EKU will seek to improve students’ critical reading skills across the disciplines through a new Quality Enhancement Plan (QEP), to be implemented in Fall 2017.
The QEP is a cornerstone of the University’s reaccreditation process with the Southern Association of Colleges and Schools Commission on Colleges (SACSCOC), representatives of which will visit the Richmond campus in Spring 2017.
The proposed new QEP calls for Eastern to develop critical readers through the use of metacognitive strategies and dovetails with the University’s current QEP, implemented in 2007, which is focused on developing critical and creative thinkers who communicate effectively. It has been developed through discussions involving a cross-section of EKU faculty, staff and students dating back to Spring 2015, according to Dr. Jill Parrott, co-director of the QEP Implementation Team along with Dr. Lisa Bosley.
The need to improve critical reading skills is not unique to Eastern, Parrott said. “National data show that college students are ill-prepared for the reading tasks before them. They are often not asked to read critically or held accountable for their reading in high school and may need help transitioning to the demands of their college reading.”
As it defined critical reading as “an active, reflective process of engaging in dialogue with texts of all modes,” the QEP Design Team, headed by Dr. Rose Perrine, identified three student learning outcomes, expecting that students will:
· demonstrate critical reading of academic texts and materials.

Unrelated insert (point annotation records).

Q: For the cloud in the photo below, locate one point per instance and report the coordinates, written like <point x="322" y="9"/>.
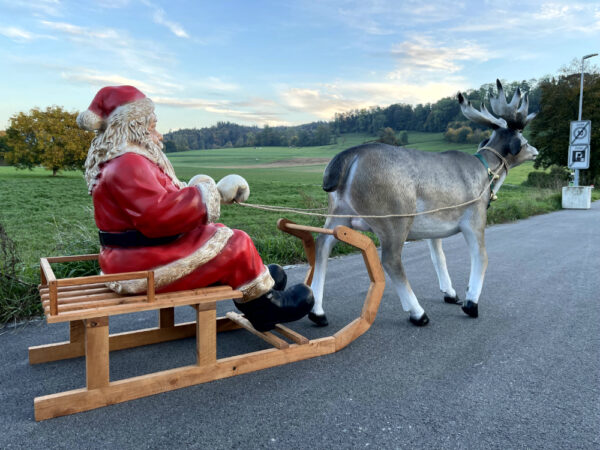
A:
<point x="536" y="20"/>
<point x="38" y="8"/>
<point x="422" y="54"/>
<point x="81" y="32"/>
<point x="16" y="34"/>
<point x="228" y="109"/>
<point x="323" y="101"/>
<point x="133" y="59"/>
<point x="20" y="35"/>
<point x="100" y="79"/>
<point x="160" y="18"/>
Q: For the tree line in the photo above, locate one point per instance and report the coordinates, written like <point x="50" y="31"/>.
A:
<point x="51" y="138"/>
<point x="441" y="116"/>
<point x="227" y="135"/>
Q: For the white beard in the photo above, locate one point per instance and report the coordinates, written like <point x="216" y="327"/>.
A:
<point x="116" y="141"/>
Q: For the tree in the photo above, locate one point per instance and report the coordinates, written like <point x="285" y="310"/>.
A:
<point x="169" y="147"/>
<point x="322" y="135"/>
<point x="50" y="138"/>
<point x="4" y="148"/>
<point x="550" y="130"/>
<point x="403" y="138"/>
<point x="388" y="136"/>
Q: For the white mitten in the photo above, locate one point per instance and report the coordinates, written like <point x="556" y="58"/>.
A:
<point x="233" y="188"/>
<point x="210" y="195"/>
<point x="199" y="179"/>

· report awareness of metacognitive reading strategies.
· express confidence in their abilities as critical readers.
Dr. Sandra McGuire, a noted expert on metacognition, made a series of presentations on the topic to faculty and students when she visited EKU in November 2015. The common purpose was to enhance the teaching-learning process and student success with proven metacognitive strategies.

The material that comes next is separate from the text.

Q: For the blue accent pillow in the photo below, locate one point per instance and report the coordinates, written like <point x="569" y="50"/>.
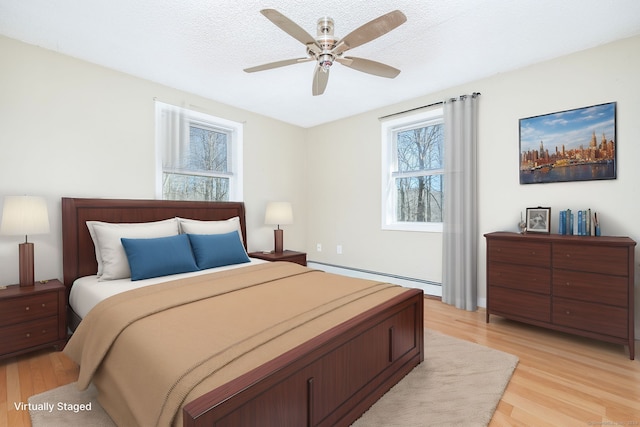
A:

At the time, Dr. Russell Carpenter, director of EKU’s Noel Studio for Academic Creativity, explained that metacognition is “a process for thinking about the ways that we approach teaching and learning, or thinking about thinking. It helps us understand how students plan and learn best and then how classes can be designed to facilitate optimal learning experiences. If we as a campus community can become more aware of what metacognition is and how we can employ it – from student and faculty perspectives – we can make progress on learning outcomes and paths toward those outcomes. We can understand how significant learning experiences, habits and practices are created.”
Parrott said critical reading is “essential for developing the critical thinking skills needed for success in college, yet many first-year college students arrive with only surface-level approaches to reading that are inadequate for engaging with complex texts."
Also an associate professor in the Department of English and Theatre and first-year writing coordinator, Parrott said critical reading ability directly impacts writing ability.
Most importantly, she added, an increasingly complex global economy requires employees who can access, evaluate and organize information from a variety of sources. Yet, according to a study by the Association of American Colleges and Universities, only 29 percent of employers reported that college graduates were prepared for these types of critical reading tasks.
Parrott said the inclusion of metacognition in the QEP focus statement was “an intentional plan to focus professional development on a specific set of strategies designed to improve reading skills.”
As the University moves forward with implementation, professional development workshops will be held for faculty as well as student leaders on how to use metacognitive strategies to improve critical reading. Four student-leader groups will be targeted: Noel Studio consultants, course-embedded consultants, tutors and first-year leaders.
“We want our students to be independent thinkers and lifelong learners,” Parrott said.